| >So at least what I did is stop trying to put so much of an expectation on my job to fulfill me. I took responsibility to find and do things at and especially outside of my day job that did fulfill me. I'm not debating you but I just want to point out that your advice depends on the personality. It may even work for most workers but for some us, we cannot mentally "compartmentalize" the day job as the isolated 9-to-5 soul-sucking slog and then use the weekend activities to make up for it. I used to have a boring high-paying job and used the money to go on exotic travel and buy expensive hobby toys like hi-fi audio equipment and camera lenses. I should have done the opposite. Find a day job that I was passionate about instead of looking for fulfillment in after-hours hobbies. For me, I need my hobby to be my day job. I know an entrepreneur who sold his business for millions and I always envied him because he worked 80+ hours every week and he had more energy than I did even though I only worked 40. Why? Because his intense overtime aligned with what he wanted to do. Mine didn't. He didn't golf or go on vacations. He always worked because that's what the most interesting activity was to him. His only break was weekly meditations. That's what I'm trying to do now. I want to find something I can really sink my teeth into and work overtime on. I don't believe in "work/life balance". I tried that. I need work to be my jam. I'm probably the minority and others may even see that as a psychological defect but I can't help it. For me, the dissatisfaction of a boring day job always bleeds into the weekend as an underlying unhappiness I can't shake. |
I'd love to work a "dream job" myself, it just doesn't exist. The whole purpose of a job is to make a company money, and money just never really motivated me other than in the freedom it buys me to not have to sell my time. Everything I enjoy doesn't make money, and if I wanted to "monetize" any of my hobbies it'd completely kill the fun out of it.

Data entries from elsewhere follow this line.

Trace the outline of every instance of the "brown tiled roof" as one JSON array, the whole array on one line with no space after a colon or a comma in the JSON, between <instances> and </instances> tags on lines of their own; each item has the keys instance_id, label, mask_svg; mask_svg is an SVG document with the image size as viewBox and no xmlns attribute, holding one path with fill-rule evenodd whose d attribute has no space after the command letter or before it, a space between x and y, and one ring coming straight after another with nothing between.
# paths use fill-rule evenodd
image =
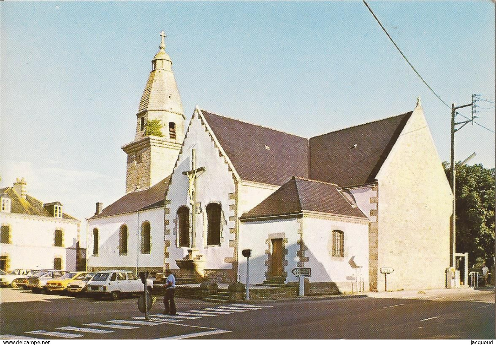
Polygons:
<instances>
[{"instance_id":1,"label":"brown tiled roof","mask_svg":"<svg viewBox=\"0 0 496 345\"><path fill-rule=\"evenodd\" d=\"M242 179L281 186L296 175L346 187L373 181L412 112L310 139L201 113Z\"/></svg>"},{"instance_id":2,"label":"brown tiled roof","mask_svg":"<svg viewBox=\"0 0 496 345\"><path fill-rule=\"evenodd\" d=\"M343 187L373 182L412 113L310 138L311 178Z\"/></svg>"},{"instance_id":3,"label":"brown tiled roof","mask_svg":"<svg viewBox=\"0 0 496 345\"><path fill-rule=\"evenodd\" d=\"M94 215L88 219L108 217L163 207L165 192L169 187L169 180L170 178L170 176L167 176L149 188L130 192L104 208L99 214Z\"/></svg>"},{"instance_id":4,"label":"brown tiled roof","mask_svg":"<svg viewBox=\"0 0 496 345\"><path fill-rule=\"evenodd\" d=\"M307 176L306 138L201 113L242 179L281 186L293 175Z\"/></svg>"},{"instance_id":5,"label":"brown tiled roof","mask_svg":"<svg viewBox=\"0 0 496 345\"><path fill-rule=\"evenodd\" d=\"M348 202L336 185L295 176L240 219L297 215L304 211L368 219Z\"/></svg>"},{"instance_id":6,"label":"brown tiled roof","mask_svg":"<svg viewBox=\"0 0 496 345\"><path fill-rule=\"evenodd\" d=\"M39 215L43 217L53 217L47 209L43 207L43 203L30 195L26 195L26 199L23 199L14 191L12 187L5 187L0 189L0 194L4 194L10 199L10 212L13 213L22 213ZM51 203L53 204L53 203ZM59 205L62 205L59 203ZM68 219L77 218L67 214L62 213L62 218Z\"/></svg>"}]
</instances>

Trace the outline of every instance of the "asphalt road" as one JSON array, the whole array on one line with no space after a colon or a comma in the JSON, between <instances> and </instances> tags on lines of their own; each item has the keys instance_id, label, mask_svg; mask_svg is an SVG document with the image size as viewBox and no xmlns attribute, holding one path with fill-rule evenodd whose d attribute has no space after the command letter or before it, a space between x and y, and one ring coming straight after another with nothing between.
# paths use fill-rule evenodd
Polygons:
<instances>
[{"instance_id":1,"label":"asphalt road","mask_svg":"<svg viewBox=\"0 0 496 345\"><path fill-rule=\"evenodd\" d=\"M495 338L494 291L254 302L250 309L243 302L218 305L178 298L178 311L185 314L152 316L147 322L136 298L97 301L9 288L0 293L2 339ZM150 315L162 307L159 297Z\"/></svg>"}]
</instances>

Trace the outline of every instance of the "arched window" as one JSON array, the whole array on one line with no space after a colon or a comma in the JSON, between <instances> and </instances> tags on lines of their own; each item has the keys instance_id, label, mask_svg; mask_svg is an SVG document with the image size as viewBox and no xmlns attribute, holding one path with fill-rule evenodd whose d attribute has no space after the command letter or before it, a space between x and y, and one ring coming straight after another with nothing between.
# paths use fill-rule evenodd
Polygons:
<instances>
[{"instance_id":1,"label":"arched window","mask_svg":"<svg viewBox=\"0 0 496 345\"><path fill-rule=\"evenodd\" d=\"M8 225L1 226L1 233L0 234L0 243L10 243L10 227Z\"/></svg>"},{"instance_id":2,"label":"arched window","mask_svg":"<svg viewBox=\"0 0 496 345\"><path fill-rule=\"evenodd\" d=\"M54 270L62 269L62 259L60 258L56 258L54 259Z\"/></svg>"},{"instance_id":3,"label":"arched window","mask_svg":"<svg viewBox=\"0 0 496 345\"><path fill-rule=\"evenodd\" d=\"M344 256L344 233L339 230L332 231L332 256Z\"/></svg>"},{"instance_id":4,"label":"arched window","mask_svg":"<svg viewBox=\"0 0 496 345\"><path fill-rule=\"evenodd\" d=\"M207 245L220 245L220 205L211 203L207 205Z\"/></svg>"},{"instance_id":5,"label":"arched window","mask_svg":"<svg viewBox=\"0 0 496 345\"><path fill-rule=\"evenodd\" d=\"M191 246L189 242L189 209L181 206L178 209L178 236L180 247Z\"/></svg>"},{"instance_id":6,"label":"arched window","mask_svg":"<svg viewBox=\"0 0 496 345\"><path fill-rule=\"evenodd\" d=\"M143 222L141 224L141 254L149 254L151 240L150 237L150 223Z\"/></svg>"},{"instance_id":7,"label":"arched window","mask_svg":"<svg viewBox=\"0 0 496 345\"><path fill-rule=\"evenodd\" d=\"M169 138L176 139L176 124L174 122L169 123Z\"/></svg>"},{"instance_id":8,"label":"arched window","mask_svg":"<svg viewBox=\"0 0 496 345\"><path fill-rule=\"evenodd\" d=\"M93 229L93 255L98 255L98 229Z\"/></svg>"},{"instance_id":9,"label":"arched window","mask_svg":"<svg viewBox=\"0 0 496 345\"><path fill-rule=\"evenodd\" d=\"M55 238L54 240L54 245L56 247L63 247L62 243L62 230L60 229L56 230L54 236Z\"/></svg>"},{"instance_id":10,"label":"arched window","mask_svg":"<svg viewBox=\"0 0 496 345\"><path fill-rule=\"evenodd\" d=\"M127 254L127 226L125 224L119 228L119 255Z\"/></svg>"}]
</instances>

Being an entrepreneur and your own boss sounds amazing, but it's difficult and requires a lot of hard work, time, and money. The safest path for anyone who wants to be an entrepreneur is thus to get the highest paying least demanding job with the most prestigious title (for fundraising purposes), and work on it on the side until it has enough traction and you have enough financial cushion to quit the day job and go full-time on it.
Of course one shouldn't put up with a job they absolutely loathe, but in my experience the search for a "dream job" is a journey bound for disappointment. If the job were so fun, the company wouldn't have to pay people to do it.